Making corrections to documents became a lot easier in 1969 when IBM introduced the MagCard, which actually stored a document on a storage card device. In 1972 Lexitron and Linolex developed a similar word processing system but included video display screens and tape cassettes for document storage. The screen made it possible to enter and edit text without having to print hard copies.
It was in 1972-73 that Vydec introduced its first word processor, which featured floppy disk storage that would hold 80 to 100 pages of text instead of the one page the magnetic cards held. I remember these machines well; if you were really good with them you could actually paginate documents, much to the amazement of authors standing around in a circle watching.
IBM introduced its memory typewriter in 1974 and Wang introduced the 2200 Series in 1976. WordStar, one of my favorite old word processing programs, shipped in 1979. Also in 1979, Apple introduced the Apple II Plus, Intel introduced the 8088 microprocessor, and Texas Instruments introduced the TI-99/4 personal computer. The advent of the personal computer would spell the end of the dedicated word processing machines.
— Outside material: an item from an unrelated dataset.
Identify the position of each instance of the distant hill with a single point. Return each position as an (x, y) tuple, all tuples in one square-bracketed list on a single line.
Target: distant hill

Wow. Electronic word processors had punched cards, and magnetic memory, in 1964. In 1972, they had adavanced so that users could edit text on a video screen before printing a hard copy. I heard about these today from a relative who informed me that when he was a company clerk in the service in 1971 (stationed at MACV), the Army had multiple floppy-disk using word processors at his unit. This source does not wish to be named, but is the person who showed me how to program computers, based on what he learned in the Army, during Vietnam. His opinion is that the memos could have been easily produced using systems that were available to him and many others in 1971. He was only ranked E-5.
So I guess Killian might have had access to computerized word processing machines utilizing the Times Font, text centering, superscript, and a tab-stob at 4".
Have I mentioned that the faux letterhead looks to me like the output from a machine that uses struck type, like an old line printer?
It looks to me like that letterhead was stored on a punched card, macro, tape, or similar. It consistently has a "descended" last character on each line -- as though the computer printer "got ahead of itself" as it came to the spot where it needed to carriage return but was still in the process of pounding the last letter. That's the kind of bug I would expect in such a device, speaking as a computer programmer and occassional builder of electronics.
My money would be on Killian having made paper cards or storage cartridges of forms, such as this personal letterhead.
Again, the comparisons of Times New Roman to Times are comparing Times to Times after one of them got their named changed by a lawsuit from Linotype. Linotype made print faces for line printers, such as the kind you could hook up to 1960's-vintage computers.